Cerebral Edema Flashcards
What things can make the brain swell?
Edema, Extra CSF and tumors - It doesn’t take much increase in pressure to cause symptoms in patients
What are the two kinds of edema?
- Vasogenic
2. Cytotoxic
What is vasogenic cerebral edema?
It is caused by increased vascular permeability. Fluid shifts into intercellular spaces in brain. It can be localized (tumor, access) or generalized (hypoxia, insult to brain)
What is cytotoxic cerebral edema?
It is caused by cell membrane injury. It is seen in hypoxia or with metabolic damage to cells. It involves increased intracellular fluid.
What happens with vasogenic edema?
Something happens that damages or changes the permeability of the vessels and this causes fluid to leak out (more space between cells)
What happens in cytotoxic edema?
There is no damage to intracellular junctions, but there is something missing up the transport to from the cells (metabolic, etc.) Endothelial cells look swollen.
What can cause unilateral cerebral edema?
Brain tumor
How do you treat cytotoxic cerebral edema?
Can’t. Resistant to any known medical treatment.
How do you treat vasogenic cerebral edema?
- Vasogenic responds to steroids and osmotherapy (mannitol). It is usually not very responsive to diuretics or carbonic anhydrase inhibitors (agents that suppress cerebrospinal fluid production).
1. Steroids
2. Mannitol
How do steroids help vasogenic edema?
Steroids (dexamethasone) reduces water permeability of tight junctions.
How does mannitol help vasogenic edema?
- Osmotic diuretic
- 1-2 g/kg, typically lasts 4-6 hours
- Small sugar that doesn’t cross BBB
- So number of particles in blood > number of particles in cells or CSF
- Osmotic force pulls water across membranes
How else do steroids function?
- They reduce WBC numbers and keep them away from inflammation sites.
- They are transcriptional regulators that turn proteins on and off.
What is Hydrocephalus?
It is the accumulation of excessive CSF within the ventricular system.
What happens if hydrocephalus happens in infancy vs. adulthood?
Infancy - sutures will enlarge and head enlarges
Adult - Ventricles expand, crushing brain and increasing cranial pressure
What are the 5 kinds of hydrocephalus?
- Communicating
- Non-communicating
- Ex vacuo
- Increased CSF production
- Normal pressure
What are two other ways to get a hydrocephalus?
- Blocked ventricle pathway (ex: tumor)
- Blocking CSF exit through arachnoid granulations - can occur after bad meningitis heals and the tissue thickens/blocks pathway
What is a noncommunicating hydrocephalus?
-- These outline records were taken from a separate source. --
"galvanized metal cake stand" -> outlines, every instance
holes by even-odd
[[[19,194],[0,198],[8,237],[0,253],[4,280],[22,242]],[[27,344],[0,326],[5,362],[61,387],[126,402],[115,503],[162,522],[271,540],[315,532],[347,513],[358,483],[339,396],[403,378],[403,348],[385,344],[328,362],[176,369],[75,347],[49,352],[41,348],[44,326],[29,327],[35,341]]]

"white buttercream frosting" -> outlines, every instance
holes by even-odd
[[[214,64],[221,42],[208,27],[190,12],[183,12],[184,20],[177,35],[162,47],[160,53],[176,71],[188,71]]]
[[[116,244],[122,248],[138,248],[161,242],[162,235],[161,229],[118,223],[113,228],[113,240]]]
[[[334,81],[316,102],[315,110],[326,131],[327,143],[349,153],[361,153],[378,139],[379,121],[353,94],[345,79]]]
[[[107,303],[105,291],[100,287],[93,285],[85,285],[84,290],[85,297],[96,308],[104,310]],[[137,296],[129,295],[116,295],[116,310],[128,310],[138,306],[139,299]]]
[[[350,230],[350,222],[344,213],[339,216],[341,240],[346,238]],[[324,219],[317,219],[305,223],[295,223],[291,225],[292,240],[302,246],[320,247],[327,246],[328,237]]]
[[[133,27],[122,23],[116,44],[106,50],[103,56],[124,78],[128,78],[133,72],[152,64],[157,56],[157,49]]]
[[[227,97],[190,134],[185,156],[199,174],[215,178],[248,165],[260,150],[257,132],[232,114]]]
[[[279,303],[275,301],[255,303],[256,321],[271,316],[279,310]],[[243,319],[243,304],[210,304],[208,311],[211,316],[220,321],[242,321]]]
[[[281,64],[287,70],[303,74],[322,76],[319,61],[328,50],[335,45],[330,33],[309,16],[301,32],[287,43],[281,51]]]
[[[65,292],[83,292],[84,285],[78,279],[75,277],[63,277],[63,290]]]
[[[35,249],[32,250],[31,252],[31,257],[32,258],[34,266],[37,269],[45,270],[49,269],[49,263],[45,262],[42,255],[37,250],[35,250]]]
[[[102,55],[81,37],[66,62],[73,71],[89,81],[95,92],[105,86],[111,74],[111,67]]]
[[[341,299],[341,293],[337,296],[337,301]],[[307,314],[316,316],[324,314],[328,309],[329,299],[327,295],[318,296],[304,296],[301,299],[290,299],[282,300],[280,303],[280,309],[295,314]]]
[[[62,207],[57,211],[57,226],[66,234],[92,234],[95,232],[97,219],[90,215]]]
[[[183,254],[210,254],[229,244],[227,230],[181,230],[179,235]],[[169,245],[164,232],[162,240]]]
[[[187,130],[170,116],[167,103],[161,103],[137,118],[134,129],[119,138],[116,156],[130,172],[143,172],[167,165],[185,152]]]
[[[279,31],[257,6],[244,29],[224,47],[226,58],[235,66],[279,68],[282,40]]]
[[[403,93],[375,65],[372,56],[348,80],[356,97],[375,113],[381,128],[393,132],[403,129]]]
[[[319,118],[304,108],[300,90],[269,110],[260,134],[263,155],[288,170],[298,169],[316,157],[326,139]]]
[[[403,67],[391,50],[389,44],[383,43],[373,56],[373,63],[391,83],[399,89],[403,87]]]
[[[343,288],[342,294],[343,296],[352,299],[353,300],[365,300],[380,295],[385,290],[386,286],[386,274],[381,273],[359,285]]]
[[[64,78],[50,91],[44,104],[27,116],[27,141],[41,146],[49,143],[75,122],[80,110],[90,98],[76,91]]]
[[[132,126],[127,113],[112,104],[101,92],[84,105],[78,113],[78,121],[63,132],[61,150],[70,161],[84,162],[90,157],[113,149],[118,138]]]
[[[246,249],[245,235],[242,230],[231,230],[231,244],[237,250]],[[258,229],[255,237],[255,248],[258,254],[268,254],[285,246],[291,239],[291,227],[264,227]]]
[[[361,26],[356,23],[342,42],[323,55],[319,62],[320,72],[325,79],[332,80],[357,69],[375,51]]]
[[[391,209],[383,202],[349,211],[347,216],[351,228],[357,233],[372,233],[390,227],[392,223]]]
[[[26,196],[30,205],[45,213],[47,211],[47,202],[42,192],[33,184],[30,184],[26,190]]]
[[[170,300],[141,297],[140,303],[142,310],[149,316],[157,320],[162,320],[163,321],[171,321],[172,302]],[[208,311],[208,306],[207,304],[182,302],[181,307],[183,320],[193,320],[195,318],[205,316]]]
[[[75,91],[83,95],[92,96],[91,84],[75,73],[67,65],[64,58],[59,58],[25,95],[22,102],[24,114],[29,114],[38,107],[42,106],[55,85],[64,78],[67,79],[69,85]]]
- Block in ventricular system
- Only part of the ventricular system is enlarged
- Causes:
- -Congenital malformation
- -Tumor
- -Abscess
- -Hematoma
What is a communicating hydrocephalus?
- Block in subarachnoid space
- Entire ventricular system is enlarged
- Causes:
- -Resolving meningitis
- -Subarachnoid hemorrhage
- -Dural sinus thrombosis (blood clot)
What is hydrocephalus Ex Vacuo?
- No block in ventricular system
- Ventricular system is dilated due to brain atrophy (with compensatory increase in CSF volume)
- Causes:
- -Alzheimer’s disease
- -Pick disease
- Brain itself shrinks
What is Hydrocephalus due to increased CSF?
- An uncommon type
- Cause: choroid plexus papilloma
What is normal pressure hydrocephalus?
-Elderly patient with
–Gait disturbance (slow, unsteady, wide-based)
–Unrinary incontinence
–Dementia
-Large ventricles, no cortical atrophy
-Maybe a form of communicating hydrocephalus
-Symptoms may be reversible!
Theory: Something happened that initially blocked the flow of CSF through the ventricles - then, as ventricles enlarged the pressure normalized on its own
-Often misdiagnosed as alzheimer’s disease
How do you treat hydrocephalus?
- Reduce fluid volume and pressure
- Get fluid out:
- -Surgery to remove tumor or blockage
- -Shunt to redirect CSF drainage
- Decrease CSF production using drugs:
- -Acetazolamide
- -Furosemide
What does Acetazolamide do?
It’s a carbonic anhydrase inhibitor. CA is a major enzyme at the blood-brain barrier that acts as a buffer in the blood.
What does furosemide do?
It blocks NKCC pump (Na, K, 2Cl pump) and this will produce the driving osmotic force for CSF production.